Nessa perspectiva, ficou clara a necessidade de falar de sentimentos, reconhecê-los, acolhê-los e transformá-los, da dor à oportunidade, de gestar um espaço real e forte, de acolhimento. Compreender o ser humano como aquele que desenvolve consciência daquilo que passa dentro de si e dentro dos outros, que tem olhar para a cidadania, demonstra cuidado, empatia e compromisso com outras pessoas. COMPROMISSO é a palavra que bem representa a escola. Compromisso com a aprendizagem, compromisso com a vida de cada um e compromisso com o compromisso de aprender. 

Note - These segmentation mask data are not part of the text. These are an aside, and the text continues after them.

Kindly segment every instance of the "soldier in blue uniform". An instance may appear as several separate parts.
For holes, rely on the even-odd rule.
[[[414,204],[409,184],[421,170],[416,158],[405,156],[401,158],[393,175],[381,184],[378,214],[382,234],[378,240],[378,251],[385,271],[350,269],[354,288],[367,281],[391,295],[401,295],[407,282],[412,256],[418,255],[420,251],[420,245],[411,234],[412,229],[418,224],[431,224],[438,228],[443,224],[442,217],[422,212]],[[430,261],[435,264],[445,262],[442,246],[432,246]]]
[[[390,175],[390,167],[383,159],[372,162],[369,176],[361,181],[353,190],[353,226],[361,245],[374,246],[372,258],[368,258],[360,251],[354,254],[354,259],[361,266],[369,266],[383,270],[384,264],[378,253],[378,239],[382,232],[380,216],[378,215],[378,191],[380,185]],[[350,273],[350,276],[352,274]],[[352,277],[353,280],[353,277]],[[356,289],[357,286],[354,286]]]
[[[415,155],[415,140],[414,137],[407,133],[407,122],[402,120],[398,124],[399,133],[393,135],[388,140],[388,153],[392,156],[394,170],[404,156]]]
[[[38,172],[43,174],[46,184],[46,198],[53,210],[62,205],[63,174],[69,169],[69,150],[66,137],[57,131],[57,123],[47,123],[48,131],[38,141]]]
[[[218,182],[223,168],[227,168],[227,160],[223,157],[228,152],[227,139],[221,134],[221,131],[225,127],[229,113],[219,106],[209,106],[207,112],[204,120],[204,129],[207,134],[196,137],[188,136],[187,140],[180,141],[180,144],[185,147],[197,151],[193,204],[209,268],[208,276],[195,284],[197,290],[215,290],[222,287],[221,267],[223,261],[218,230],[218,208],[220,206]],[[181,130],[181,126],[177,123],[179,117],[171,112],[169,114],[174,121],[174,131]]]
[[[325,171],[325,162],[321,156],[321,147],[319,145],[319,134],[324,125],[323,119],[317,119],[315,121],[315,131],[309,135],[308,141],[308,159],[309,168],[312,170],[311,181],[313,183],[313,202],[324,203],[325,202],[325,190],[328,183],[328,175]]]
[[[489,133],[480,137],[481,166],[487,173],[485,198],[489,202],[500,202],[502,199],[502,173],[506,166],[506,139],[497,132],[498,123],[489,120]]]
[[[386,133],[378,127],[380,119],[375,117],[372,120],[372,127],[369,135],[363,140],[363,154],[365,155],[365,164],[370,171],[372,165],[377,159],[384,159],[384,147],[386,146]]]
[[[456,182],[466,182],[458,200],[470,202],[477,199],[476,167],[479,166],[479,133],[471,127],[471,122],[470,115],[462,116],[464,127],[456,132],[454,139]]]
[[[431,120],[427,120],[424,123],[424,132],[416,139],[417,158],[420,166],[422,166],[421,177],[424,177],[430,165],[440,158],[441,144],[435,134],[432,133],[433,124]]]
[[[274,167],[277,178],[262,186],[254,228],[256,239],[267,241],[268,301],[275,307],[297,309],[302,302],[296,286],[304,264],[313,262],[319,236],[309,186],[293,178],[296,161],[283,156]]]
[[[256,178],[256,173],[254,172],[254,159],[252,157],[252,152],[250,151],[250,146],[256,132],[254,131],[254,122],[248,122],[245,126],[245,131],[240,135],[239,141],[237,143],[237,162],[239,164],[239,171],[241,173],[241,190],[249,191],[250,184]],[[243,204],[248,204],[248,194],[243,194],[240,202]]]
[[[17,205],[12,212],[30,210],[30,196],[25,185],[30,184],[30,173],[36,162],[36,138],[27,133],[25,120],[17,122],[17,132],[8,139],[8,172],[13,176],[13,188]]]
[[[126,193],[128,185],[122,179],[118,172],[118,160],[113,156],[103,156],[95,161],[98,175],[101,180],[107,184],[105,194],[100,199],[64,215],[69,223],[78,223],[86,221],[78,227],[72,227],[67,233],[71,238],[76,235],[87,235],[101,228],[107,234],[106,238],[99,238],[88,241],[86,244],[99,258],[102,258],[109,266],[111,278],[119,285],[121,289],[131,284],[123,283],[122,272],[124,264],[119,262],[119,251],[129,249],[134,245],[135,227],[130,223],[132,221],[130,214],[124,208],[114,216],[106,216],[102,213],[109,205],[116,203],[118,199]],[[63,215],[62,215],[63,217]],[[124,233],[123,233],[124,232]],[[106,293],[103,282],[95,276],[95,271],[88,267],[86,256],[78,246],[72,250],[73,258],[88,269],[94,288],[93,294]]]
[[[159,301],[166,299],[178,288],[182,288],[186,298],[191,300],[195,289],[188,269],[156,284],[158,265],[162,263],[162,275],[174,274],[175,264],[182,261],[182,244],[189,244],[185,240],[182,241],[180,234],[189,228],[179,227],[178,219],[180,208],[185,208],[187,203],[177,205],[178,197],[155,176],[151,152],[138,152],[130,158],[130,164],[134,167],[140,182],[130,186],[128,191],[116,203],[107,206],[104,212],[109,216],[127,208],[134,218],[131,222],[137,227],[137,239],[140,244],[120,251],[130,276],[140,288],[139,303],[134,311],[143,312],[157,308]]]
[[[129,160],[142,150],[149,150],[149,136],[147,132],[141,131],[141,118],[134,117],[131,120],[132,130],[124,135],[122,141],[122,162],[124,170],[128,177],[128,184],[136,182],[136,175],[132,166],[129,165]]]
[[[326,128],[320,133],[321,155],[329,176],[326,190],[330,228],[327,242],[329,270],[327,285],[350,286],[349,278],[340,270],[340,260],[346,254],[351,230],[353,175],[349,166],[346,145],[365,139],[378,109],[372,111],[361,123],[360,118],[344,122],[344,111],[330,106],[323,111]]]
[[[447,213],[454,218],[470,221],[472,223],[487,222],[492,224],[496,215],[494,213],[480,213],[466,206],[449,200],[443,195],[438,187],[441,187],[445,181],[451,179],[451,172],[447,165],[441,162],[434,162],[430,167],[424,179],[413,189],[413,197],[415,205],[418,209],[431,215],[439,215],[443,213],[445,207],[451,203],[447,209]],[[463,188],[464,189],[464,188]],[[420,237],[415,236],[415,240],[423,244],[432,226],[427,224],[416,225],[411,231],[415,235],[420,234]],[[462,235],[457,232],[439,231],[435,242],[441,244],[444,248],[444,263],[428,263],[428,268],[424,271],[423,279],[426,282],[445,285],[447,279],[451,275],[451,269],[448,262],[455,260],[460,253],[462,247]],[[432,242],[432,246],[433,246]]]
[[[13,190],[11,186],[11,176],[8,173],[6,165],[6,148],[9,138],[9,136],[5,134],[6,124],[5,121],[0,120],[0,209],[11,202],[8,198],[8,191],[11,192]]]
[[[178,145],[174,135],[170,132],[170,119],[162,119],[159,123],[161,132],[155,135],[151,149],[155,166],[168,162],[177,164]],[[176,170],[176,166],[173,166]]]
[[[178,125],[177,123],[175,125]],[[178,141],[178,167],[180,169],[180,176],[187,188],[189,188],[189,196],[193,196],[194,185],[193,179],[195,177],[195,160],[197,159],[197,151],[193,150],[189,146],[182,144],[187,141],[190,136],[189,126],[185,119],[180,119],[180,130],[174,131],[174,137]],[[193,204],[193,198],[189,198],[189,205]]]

Cabe lembrar, nessa perspectiva, que nem só de perdas viveram esses dias! Então, quer dizer que sentimos… e isso é bom? Ou isso é ruim? Certamente humano!...e de repente, as crianças  que compreendiam pouco o sentido da escola, começaram a sentir falta dela...dos colegas, a princípio, mas certamente das relações lá estabelecidas...porque aprender vai muito além de adquirir conteúdos...a escola tem como sentido máximo aprender a estar no mundo por meio das nossas relações e do nosso conhecimento. Em tempos de pandemia, a escola ganhou um novo lugar: central, e amoroso na vida das crianças e jovens. A valorização do professor no seu fazer, na condução de sua aula, na metodologia escolhida, na superação de desafio foi outro grande ganho social... esses mestres nunca mais serão olhados da mesma forma. Em suas casas, família e alunos vivenciaram a importância do papel do professor como mediador de ideias, constructos, aprendizagens e acolhimento. 

 

A pandemia se mostrou como o  grande desafio do agora, mas, certamente serão muitos e tão variados os desafios a serem vividos, e para isso, é preciso formar crianças e jovens que tenham propósito (este é outro grande ganho) que desenvolvam autoconhecimento, iniciativa, curiosidade, pensamento crítico, autogerenciamento, capacidade de resolver problemas, que saibam lidar de maneira mais saudável com os próprios sentimentos. Nessa perspectiva, no ano de 2020, com o ensino remoto, o aluno precisou se organizar em tempos e espaços de maneira mais solitária e sem tanta intervenção de adultos, visto que muitos pais estavam trabalhando fora e os professores trabalhavam de maneira remota. Aprender a aprender, a pesquisar, a organizar os tempos de entrega de exercícios foi um avanço importante na vida dos alunos, a autonomia vivida em tempo real.

 

Diante de tudo isso, cada um de nós precisou acessar e desenvolver em si habilidades para lidar com esse temporal: para uns foram a resiliência, a confiança a esperança, a fé; para outros pode ter sido a necessidade de se organizar, para alguns foi o respirar para lidar com a ansiedade de um futuro incerto, todas essas buscas são genuínas, e todas essas buscas são aprendizagens. Uma aprendizagem comportamental que se alia a conteúdos cognitivos (como matemática, ciências e história) e que estão a serviço da formação de uma pessoa, que com seu conhecimento irá transformar realidades. É nesse chão que nossa escola está firmada. É nesse lugar que habita o nosso propósito.